Отчего ж стыдимся мы искренности, но не стесняем себя в притворстве, немалую толику коего прибавляем ко всякому слову, шагу, взгляду, а, коли рассудить по чести, – топим в кипятке лжи самое душевное, что у нас есть – жизнь.

Порубленный ветром лес…

Лес, порубленный ветром на дрова, скрипел негодуя уцелевшими стволами, как зубами от гнева и ярости менее, чем от сожаления или сдерживаемых рыданий.

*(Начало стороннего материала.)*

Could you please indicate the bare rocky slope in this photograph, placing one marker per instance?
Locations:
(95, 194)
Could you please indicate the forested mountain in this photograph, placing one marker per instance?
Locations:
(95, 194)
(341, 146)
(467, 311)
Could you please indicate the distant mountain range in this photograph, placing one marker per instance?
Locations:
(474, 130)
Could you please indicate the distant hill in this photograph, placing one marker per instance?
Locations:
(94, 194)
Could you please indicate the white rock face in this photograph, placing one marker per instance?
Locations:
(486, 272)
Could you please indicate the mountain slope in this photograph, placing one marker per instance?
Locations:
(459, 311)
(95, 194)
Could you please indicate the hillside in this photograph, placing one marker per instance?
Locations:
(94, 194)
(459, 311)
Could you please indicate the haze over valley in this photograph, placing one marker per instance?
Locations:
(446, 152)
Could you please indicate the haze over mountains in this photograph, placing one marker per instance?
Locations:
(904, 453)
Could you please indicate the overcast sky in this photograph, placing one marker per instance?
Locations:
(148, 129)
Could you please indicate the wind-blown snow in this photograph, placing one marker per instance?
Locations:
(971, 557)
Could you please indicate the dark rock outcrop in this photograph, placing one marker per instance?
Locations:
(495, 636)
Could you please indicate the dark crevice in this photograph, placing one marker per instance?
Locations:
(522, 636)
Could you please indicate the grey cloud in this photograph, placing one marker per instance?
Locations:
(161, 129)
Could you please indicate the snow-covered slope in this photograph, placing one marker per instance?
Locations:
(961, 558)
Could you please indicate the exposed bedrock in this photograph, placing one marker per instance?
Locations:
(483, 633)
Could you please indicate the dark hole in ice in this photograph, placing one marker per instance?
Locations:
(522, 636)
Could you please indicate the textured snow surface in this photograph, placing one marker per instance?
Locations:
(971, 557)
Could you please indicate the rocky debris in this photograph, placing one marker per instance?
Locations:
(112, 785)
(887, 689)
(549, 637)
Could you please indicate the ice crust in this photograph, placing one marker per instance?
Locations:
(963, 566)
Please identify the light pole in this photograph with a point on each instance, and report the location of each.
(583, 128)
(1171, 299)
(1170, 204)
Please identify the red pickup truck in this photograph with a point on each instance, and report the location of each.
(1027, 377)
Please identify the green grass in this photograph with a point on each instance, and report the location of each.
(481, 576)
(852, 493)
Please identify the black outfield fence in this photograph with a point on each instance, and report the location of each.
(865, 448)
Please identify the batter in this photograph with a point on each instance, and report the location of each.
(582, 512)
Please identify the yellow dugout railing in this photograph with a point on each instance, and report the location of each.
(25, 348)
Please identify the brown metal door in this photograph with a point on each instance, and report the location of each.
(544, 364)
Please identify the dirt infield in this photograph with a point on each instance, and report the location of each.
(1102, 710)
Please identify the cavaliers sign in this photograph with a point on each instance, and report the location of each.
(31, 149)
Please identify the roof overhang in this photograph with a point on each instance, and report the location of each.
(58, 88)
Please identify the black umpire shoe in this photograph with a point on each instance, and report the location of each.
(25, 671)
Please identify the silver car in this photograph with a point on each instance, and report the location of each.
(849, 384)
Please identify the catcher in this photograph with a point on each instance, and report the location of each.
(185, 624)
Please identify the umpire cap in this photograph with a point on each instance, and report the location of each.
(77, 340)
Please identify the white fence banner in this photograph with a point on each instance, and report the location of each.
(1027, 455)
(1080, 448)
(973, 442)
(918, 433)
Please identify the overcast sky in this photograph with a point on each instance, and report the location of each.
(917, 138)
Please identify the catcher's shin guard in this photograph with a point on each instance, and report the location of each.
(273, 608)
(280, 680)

Не взыскуя правды либо справедливости от судьбы, лес, тем не менее, сам был весь на виду. Мало кто мог упрекнуть его в нехватке решимости следовать правде жизни, в каждом из поступков. Лес предоставлял страждущим пищу и кров для защиты или ночлега, не ожидая ничего в ответ.

По этой, либо по какой иной причине, он считался бесхребетным, безответным, тем, чьего согласия на что-либо не ожидается и не требуется ни гадательно12, ни задним умом13, иначе – надёжным, внушающим доверие. Только пользовались тою верностию с небрежением, без должного почтения. И ежели весной и летом ещё можно было не разглядеть запущенности леса, то осенью, с проседью снега, он казался намного старше своей сотни с лишком лет.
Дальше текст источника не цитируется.